Premiere information

  • Date: 20 June 1998
    Location:

    Espace de projection de l'Ircam, Paris


    Performers:

    Benny Sluchin : cor des Alpes, Vincent Bauer : percussions, James Wood : clavier midi, direction : James Wood.

Information on the electronics
Studio information: Ircam
RIM (réalisateur(s) en informatique musicale): Carl Faia
Electronic device: dispositif électronique non spécifié

Program note

J'ai toujours éprouvé un profond respect vis-à-vis des montagnes. La sensation de ne faire qu'un avec l'univers et les forces de la création, la conscience de l'espace, la pureté de l'air et la force inexorable de tous les éléments peuvent souvent donner naissance à un sentiment d'accablement. Cependant, c'est un sens aigu de l'identité qui grandit aussi, en parallèle à cette sensation de vastitude — chaque oiseau, chaque animal, chaque pierre et chaque cours d'eau possède un esprit qui lui est propre, ainsi qu'une place particulière et bien à lui au sein du cosmos.

C'est en cherchant à explorer ces phénomènes dans Mountain Language que j'ai décidé de baser autant d'éléments que possible sur des modèles naturels, car ceux-ci renferment en eux tous les éléments relatifs au rythme, à la mélodie, à l'harmonie, à l'intensité, à la texture et à la forme, autant d'éléments particulièrement cruciaux de la spatialisation et, bien sûr, du son lui-même.

Tous les sons de Mountain Language dérivent de sonorités qui trouvent leur origine dans les montagnes, et qui ont été conçues pour transmettre des signaux sur des distances importantes — cloches de vache, cloches d'église, cor des Alpes, ainsi que des sonorités relatives aux éléments naturels comme le vent et la pluie. Ces sonorités sont reproduites par deux interprètes en direct (cor des Alpes et cloches de vache), deux échantillonneurs (déclenchés par les cloches de vache elles-mêmes), ainsi qu'un ordinateur, piloté à partir d'un clavier par un interprète chargé de la direction et de la coordination de l'ensemble. Le « langage » auquel le titre fait allusion ne renvoie donc plus simplement au dialogue visible entre les interprètes qui jouent en direct, il fait bien plus référence au réseau complexe de signaux, de réponses, d'échos, et aux autres interactions d'ordre dramatique entre les musiciens en direct et la multitude de sons invisibles et spatialisés.

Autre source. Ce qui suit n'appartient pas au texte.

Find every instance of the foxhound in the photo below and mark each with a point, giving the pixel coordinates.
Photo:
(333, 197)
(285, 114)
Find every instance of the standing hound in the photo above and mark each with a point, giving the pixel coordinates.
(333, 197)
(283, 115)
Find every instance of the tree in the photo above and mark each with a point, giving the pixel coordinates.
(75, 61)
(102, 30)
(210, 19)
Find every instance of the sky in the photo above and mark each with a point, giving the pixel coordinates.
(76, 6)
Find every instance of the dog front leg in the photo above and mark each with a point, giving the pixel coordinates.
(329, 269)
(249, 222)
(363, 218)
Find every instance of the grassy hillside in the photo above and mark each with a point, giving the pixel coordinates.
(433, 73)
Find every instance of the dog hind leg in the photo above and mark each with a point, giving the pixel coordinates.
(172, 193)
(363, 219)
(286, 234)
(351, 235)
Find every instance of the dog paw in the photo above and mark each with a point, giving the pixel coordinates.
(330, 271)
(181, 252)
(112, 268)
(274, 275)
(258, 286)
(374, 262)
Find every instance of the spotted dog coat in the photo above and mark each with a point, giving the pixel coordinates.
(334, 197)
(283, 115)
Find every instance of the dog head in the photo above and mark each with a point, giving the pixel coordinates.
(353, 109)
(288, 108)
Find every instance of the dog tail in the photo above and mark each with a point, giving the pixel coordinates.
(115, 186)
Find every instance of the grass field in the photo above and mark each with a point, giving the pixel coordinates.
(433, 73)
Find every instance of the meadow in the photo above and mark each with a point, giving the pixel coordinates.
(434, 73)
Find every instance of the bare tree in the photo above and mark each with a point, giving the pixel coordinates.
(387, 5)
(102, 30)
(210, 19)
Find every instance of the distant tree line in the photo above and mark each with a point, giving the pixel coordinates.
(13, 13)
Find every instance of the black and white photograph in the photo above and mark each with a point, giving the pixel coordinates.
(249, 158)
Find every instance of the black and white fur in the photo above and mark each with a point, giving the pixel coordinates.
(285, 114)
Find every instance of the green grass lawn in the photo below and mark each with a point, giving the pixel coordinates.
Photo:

Au tout début de mon travail, dès que j'ai commencé à m'intéresser au langage harmonique devant servir de base à la pièce, j'ai immédiatement été confronté au fait que le cor des Alpes, bien qu'étant un instrument magnifique, est plus ou moins limité aux douze premiers partiels de l'échelle harmonique d'une seule fondamentale (le fa). Intégrant alors cette limitation, j'ai fait reposer la structure harmonique de Mountain Language sur des combinaisons variées du spectre des trois principales sources sonores (cor des Alpes, cloche de vache, cloche d'église), chaque spectre étant fondé sur une fondamentale de fa et contenant presque soixante-dix partiels. Etant donné que chacun de ces spectres est totalement différent des autres, il fut possible de construire un langage harmonique d'une grande richesse et d'une grande souplesse, sans qu'il soit fait usage de la moindre transposition en dehors de la transposition à l'octave.

Les modèles mélodiques utilisés dans Mountain Language ont pour source des chants d'oiseaux. En analysant les données de plus d'une centaine de chants d'oiseaux sur le plan de la mélodie, du rythme et de l'intensité, il me fut possible d'appliquer ces données à la fois aux sons et au schéma harmonique précédemment décrits. Une fois les éléments d'information mélodique transférés vers un spectre (ou une combinaison de spectres) précis, les mélodies peuvent alors être transposées «degré par degré» de façon à toujours pouvoir articuler les hauteurs au sein de la même harmonie de base. Elles peuvent aussi, bien sûr, être accélérées ou ralenties pour répondre aux besoins de contextes musicaux différents.

Les exemples les plus évidents — et les plus littéraux — de modèles de chant d'oiseau peuvent être entendus dans les passages étendus déclenchés par les cloches de vache, passages dans lesquels les fragments de chant d'oiseau servent d'ornementation hautement élaborée aux cloches de vache. Les passages donnent à entendre non seulement la mélodie et le détail rythmique bien connus du chant d'oiseau, mais également un jeu extraordinairement sophistiqué d'intensités ou de dynamiques.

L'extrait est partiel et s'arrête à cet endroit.